Le macabre double assassinat de Hensies revient pour une semaine à la cour d’assises de Namur

Sept femmes et cinq hommes ainsi que deux suppléants ont été désignés pour faire partie du jury qui doit statuer sur la hauteur de la peine à infliger à Valentin Devriese (22 ans). Il a été reconnu coupable de séquestration, non-assistance à personnes en danger et tortures en octobre 2017 par la cour d’assises du Hainaut. Il s’agit du dossier macabre du canal de Hensies dans lequel Fanny Colmant et David Dubois ont été jetés vivants, après avoir été ligotés, lestés et bâillonnés.

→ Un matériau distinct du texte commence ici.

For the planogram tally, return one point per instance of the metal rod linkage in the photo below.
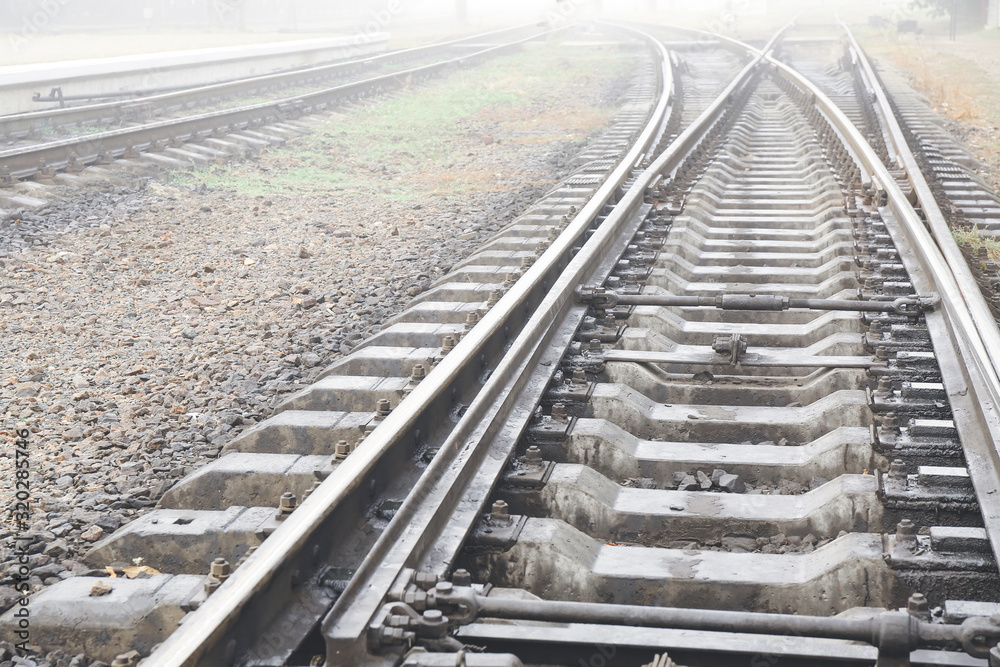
(606, 299)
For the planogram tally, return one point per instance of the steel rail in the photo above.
(92, 148)
(207, 626)
(26, 122)
(427, 515)
(978, 341)
(972, 330)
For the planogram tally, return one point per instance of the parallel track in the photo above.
(721, 396)
(196, 131)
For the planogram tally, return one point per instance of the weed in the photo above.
(974, 238)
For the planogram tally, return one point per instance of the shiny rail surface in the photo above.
(724, 397)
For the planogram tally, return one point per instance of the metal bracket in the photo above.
(734, 345)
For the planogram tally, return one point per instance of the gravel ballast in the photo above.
(145, 327)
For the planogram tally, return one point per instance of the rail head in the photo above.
(206, 627)
(498, 406)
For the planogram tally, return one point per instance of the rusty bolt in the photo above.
(500, 511)
(890, 422)
(310, 490)
(906, 532)
(341, 450)
(919, 607)
(425, 580)
(220, 569)
(286, 505)
(418, 373)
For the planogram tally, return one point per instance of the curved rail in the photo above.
(198, 640)
(974, 324)
(498, 407)
(971, 325)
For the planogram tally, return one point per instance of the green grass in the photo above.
(974, 239)
(422, 128)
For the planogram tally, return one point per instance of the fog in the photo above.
(48, 30)
(27, 17)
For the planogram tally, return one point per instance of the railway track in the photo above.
(721, 398)
(203, 125)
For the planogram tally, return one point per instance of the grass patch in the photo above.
(420, 141)
(974, 239)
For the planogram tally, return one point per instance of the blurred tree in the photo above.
(969, 13)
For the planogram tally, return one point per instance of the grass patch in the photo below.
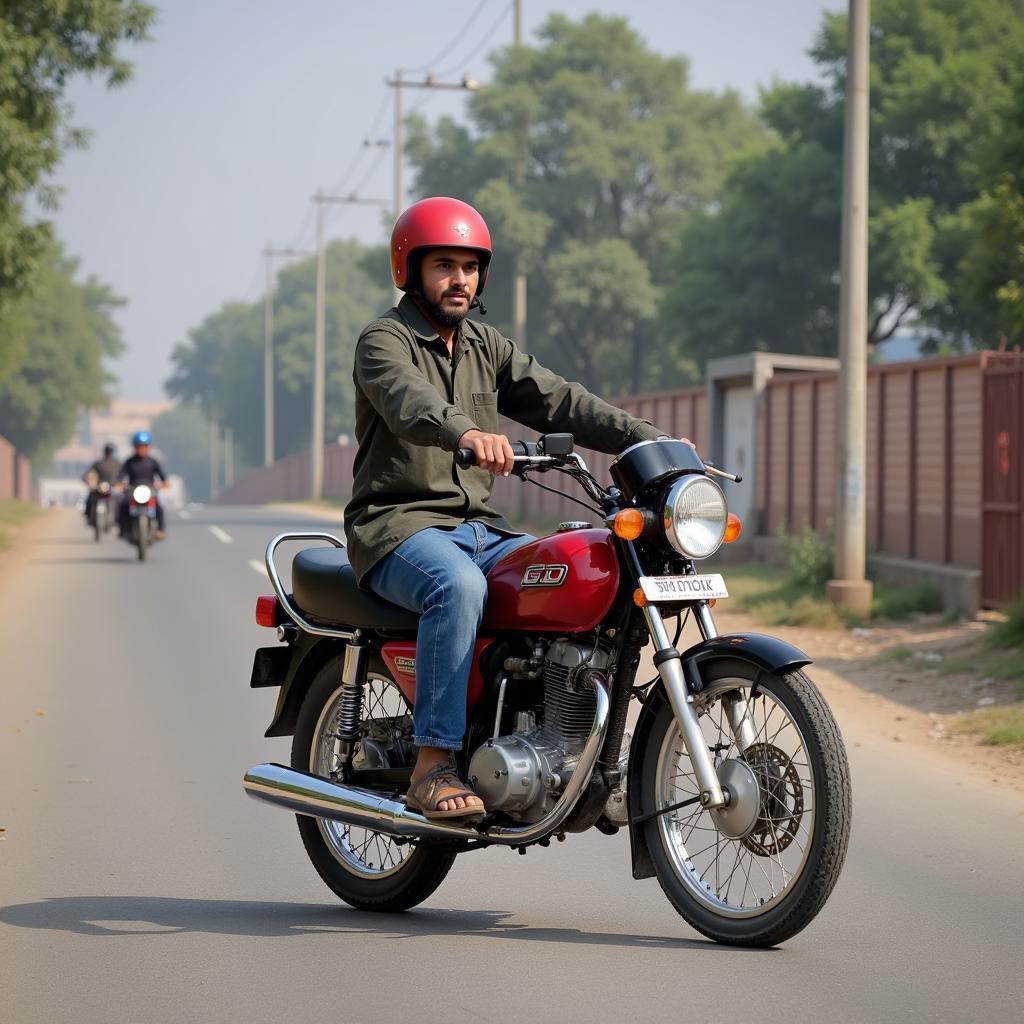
(1009, 633)
(995, 726)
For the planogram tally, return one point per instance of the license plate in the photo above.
(675, 589)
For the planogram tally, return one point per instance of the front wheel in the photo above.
(759, 870)
(368, 869)
(142, 537)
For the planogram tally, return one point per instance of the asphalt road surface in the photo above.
(138, 884)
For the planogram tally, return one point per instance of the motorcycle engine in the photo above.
(524, 772)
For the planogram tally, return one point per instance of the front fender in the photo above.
(764, 652)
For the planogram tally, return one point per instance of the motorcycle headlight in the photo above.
(695, 516)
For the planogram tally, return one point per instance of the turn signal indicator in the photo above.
(733, 527)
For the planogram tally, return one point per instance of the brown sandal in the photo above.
(423, 795)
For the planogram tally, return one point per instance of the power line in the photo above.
(461, 34)
(484, 39)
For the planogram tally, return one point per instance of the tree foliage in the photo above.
(762, 271)
(220, 368)
(588, 153)
(59, 334)
(42, 44)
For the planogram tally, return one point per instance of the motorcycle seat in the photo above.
(324, 586)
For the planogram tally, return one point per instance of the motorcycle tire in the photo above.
(367, 869)
(742, 882)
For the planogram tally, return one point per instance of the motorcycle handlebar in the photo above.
(465, 458)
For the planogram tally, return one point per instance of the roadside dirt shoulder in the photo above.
(910, 700)
(25, 538)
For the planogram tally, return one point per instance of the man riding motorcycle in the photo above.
(421, 532)
(103, 470)
(141, 468)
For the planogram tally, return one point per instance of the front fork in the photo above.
(682, 682)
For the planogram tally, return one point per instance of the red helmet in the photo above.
(436, 223)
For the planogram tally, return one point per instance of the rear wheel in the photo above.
(759, 870)
(368, 869)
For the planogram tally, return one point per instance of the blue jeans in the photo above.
(440, 572)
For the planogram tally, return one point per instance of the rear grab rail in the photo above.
(271, 571)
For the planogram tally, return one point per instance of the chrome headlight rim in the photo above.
(669, 506)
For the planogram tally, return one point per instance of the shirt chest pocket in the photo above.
(485, 411)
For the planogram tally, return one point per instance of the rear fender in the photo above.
(766, 653)
(308, 654)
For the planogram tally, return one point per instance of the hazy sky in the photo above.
(241, 110)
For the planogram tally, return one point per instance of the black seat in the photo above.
(324, 586)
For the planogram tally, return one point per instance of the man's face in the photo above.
(450, 279)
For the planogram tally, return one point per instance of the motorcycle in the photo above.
(102, 509)
(734, 785)
(141, 517)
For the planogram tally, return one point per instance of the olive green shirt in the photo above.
(413, 402)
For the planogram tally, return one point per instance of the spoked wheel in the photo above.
(368, 869)
(757, 871)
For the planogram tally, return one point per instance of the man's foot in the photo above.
(438, 794)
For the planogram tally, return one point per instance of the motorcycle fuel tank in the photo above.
(559, 584)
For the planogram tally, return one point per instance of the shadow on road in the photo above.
(122, 915)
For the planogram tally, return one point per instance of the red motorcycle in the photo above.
(734, 784)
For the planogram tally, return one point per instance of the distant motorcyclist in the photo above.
(141, 468)
(101, 471)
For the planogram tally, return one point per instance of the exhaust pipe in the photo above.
(320, 798)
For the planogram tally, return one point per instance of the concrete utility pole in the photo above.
(269, 252)
(518, 276)
(851, 588)
(316, 439)
(397, 83)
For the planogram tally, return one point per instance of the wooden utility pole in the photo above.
(316, 435)
(851, 588)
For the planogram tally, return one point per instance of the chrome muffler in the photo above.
(321, 798)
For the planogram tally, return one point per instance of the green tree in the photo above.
(615, 153)
(990, 280)
(61, 333)
(42, 44)
(220, 368)
(762, 271)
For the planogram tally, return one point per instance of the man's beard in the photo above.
(444, 316)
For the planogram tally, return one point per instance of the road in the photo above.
(138, 884)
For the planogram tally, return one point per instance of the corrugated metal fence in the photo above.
(924, 457)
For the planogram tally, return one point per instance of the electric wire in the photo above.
(462, 32)
(484, 39)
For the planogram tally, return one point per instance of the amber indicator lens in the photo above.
(733, 528)
(629, 524)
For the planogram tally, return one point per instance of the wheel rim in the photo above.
(747, 876)
(385, 713)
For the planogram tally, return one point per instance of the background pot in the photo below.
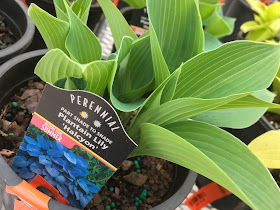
(16, 73)
(246, 135)
(16, 17)
(240, 10)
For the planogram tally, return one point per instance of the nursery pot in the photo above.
(240, 10)
(16, 17)
(246, 135)
(16, 73)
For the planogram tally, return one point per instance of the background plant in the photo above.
(266, 23)
(265, 28)
(223, 87)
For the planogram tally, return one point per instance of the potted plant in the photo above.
(207, 87)
(95, 11)
(16, 29)
(16, 74)
(215, 24)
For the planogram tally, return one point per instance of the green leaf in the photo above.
(179, 109)
(230, 69)
(97, 74)
(53, 30)
(163, 93)
(61, 11)
(123, 52)
(250, 26)
(219, 26)
(79, 83)
(210, 1)
(134, 77)
(215, 154)
(56, 65)
(211, 42)
(161, 71)
(207, 10)
(260, 35)
(178, 42)
(240, 117)
(136, 3)
(81, 43)
(267, 148)
(117, 22)
(81, 9)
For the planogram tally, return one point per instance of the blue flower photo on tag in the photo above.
(68, 170)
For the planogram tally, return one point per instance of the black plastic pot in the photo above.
(16, 73)
(240, 10)
(23, 28)
(246, 135)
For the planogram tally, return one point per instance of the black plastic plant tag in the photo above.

Neuf personnes au total ont été condamnées dans ce dossier. Devriese a été condamné à 12 ans de prison. La Cour de cassation a cassé cet arrêt. Les débats à Namur ne porteront que sur la hauteur de la peine infligée à Devriese, estimée pas suffisamment motivée. Étant donné que la cour lui avait reconnu des circonstances atténuantes, elle devait descendre en dessous de 10 ans de prison.

Ainsi, lors de son interrogatoire ce lundi, Valentin Devriese est revenu sur sa rencontre avec le clan de Cindy Mahieu qu’il a connu par l’intermédiaire d’un ami. Le jour des faits, ils étaient en voiture avec Laly (la fille de Cindy Mahieu) et David Berlemont et ont aperçu Fanny Colmant. Au retour, Cindy Mahieu est mise au courant et leur a ordonné d’aller la chercher, ce qu’ils ont fait sous forme de guet-apens. Devriese était à l’arrière de la voiture.

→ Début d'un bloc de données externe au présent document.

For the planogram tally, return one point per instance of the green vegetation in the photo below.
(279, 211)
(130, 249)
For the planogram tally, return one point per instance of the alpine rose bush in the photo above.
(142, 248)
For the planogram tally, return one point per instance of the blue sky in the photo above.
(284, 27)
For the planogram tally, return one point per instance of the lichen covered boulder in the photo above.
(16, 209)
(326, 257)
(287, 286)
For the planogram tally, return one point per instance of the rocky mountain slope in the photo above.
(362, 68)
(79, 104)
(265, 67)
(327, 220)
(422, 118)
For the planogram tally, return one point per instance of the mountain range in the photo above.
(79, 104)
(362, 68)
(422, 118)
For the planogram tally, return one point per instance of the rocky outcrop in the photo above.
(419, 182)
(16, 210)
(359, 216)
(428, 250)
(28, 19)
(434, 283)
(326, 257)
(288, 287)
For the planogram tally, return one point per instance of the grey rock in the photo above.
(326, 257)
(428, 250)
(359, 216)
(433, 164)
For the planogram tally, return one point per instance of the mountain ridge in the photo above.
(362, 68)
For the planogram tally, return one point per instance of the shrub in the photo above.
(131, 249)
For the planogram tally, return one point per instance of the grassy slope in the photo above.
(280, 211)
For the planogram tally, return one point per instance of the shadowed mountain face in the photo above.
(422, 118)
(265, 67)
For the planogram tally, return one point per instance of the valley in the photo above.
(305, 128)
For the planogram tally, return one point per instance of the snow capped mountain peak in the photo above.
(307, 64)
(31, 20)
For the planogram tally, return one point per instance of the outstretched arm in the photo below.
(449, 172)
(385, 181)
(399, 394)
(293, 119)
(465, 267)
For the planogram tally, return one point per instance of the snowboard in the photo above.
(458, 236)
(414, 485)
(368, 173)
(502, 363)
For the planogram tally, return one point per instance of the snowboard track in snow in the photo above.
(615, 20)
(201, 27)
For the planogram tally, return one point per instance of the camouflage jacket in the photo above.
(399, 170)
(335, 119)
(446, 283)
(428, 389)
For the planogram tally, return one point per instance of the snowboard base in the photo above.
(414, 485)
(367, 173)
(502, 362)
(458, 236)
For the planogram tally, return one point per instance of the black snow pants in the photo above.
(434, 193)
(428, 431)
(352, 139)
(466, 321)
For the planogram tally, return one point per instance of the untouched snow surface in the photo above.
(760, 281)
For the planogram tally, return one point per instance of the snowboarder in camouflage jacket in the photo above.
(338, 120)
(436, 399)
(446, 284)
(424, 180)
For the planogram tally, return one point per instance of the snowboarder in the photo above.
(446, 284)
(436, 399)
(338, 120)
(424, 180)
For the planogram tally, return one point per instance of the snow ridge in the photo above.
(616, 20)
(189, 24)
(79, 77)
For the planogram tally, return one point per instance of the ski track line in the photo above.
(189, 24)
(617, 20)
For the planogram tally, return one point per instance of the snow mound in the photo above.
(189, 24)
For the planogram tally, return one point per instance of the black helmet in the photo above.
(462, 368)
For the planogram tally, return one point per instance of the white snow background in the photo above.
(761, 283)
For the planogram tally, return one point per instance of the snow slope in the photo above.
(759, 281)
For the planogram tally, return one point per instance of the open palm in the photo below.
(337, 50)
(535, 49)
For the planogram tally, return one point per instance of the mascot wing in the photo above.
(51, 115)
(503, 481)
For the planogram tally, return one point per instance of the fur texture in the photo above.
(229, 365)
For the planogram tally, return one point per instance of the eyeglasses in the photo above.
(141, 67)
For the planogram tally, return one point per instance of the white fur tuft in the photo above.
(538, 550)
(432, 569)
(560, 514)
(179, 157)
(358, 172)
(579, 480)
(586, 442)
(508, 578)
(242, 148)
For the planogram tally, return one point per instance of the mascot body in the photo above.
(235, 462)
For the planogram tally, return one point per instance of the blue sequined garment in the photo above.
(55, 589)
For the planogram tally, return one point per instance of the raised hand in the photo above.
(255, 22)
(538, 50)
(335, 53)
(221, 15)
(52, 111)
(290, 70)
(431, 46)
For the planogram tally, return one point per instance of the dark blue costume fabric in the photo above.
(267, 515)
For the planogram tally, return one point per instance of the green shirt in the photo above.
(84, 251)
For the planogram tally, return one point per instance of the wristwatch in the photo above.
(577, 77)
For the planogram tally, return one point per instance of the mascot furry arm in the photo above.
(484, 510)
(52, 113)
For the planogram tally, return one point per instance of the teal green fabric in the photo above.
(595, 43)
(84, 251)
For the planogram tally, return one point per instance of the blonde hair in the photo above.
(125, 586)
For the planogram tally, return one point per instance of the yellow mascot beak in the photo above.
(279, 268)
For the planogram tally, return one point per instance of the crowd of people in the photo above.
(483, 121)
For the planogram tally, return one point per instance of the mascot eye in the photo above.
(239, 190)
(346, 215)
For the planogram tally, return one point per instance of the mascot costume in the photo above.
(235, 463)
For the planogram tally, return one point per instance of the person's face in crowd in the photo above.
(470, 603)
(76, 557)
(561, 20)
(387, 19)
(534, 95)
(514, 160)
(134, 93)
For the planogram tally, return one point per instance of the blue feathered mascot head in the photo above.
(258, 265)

Lorsque Fanny a réalisé qu’elle était conduite chez Cindy Mahieu, avec laquelle elle avait un différend, elle a été prise de panique et “s’est pissée dessus”. Une fois à l’intérieur de la maison, David Gérard dit “Popeye”, lui a donné un coup, puis Cindy a enchaîné. “Cindy était très énervée, elle était dans une rage folle, je ne l’avais jamais vue comme ça”, a expliqué l’accusé. “À l’intérieur, c’était l’horreur, ça cognait dur”, a-t-il ajouté.

L’accusé a cependant affirmé n’avoir jamais frappé qui que ce soit durant cette nuit, et ce, malgré certaines déclarations. Il nie aussi avoir eu l’idée de jeter les victimes dans le canal, mais reconnaît avoir été présent à “une série de choses” sans agir et ce malgré les huit et cinq heures de tortures et séquestrations subies respectivement par Fanny Colmant et David Dubois. L’autopsie a révélé que tous les deux ont subi un traumatisme crânien dû à une multitude de coups “très violents” et incompatibles avec un état de survie. “ Le processus de ce type de coups est tel qu’après quelques heures, la personne tombe dans le coma puis elle décède.”

Mardi, le jury entendra les auditions de la juge d’instruction et des enquêteurs. Elles sont prévues pour toute la journée.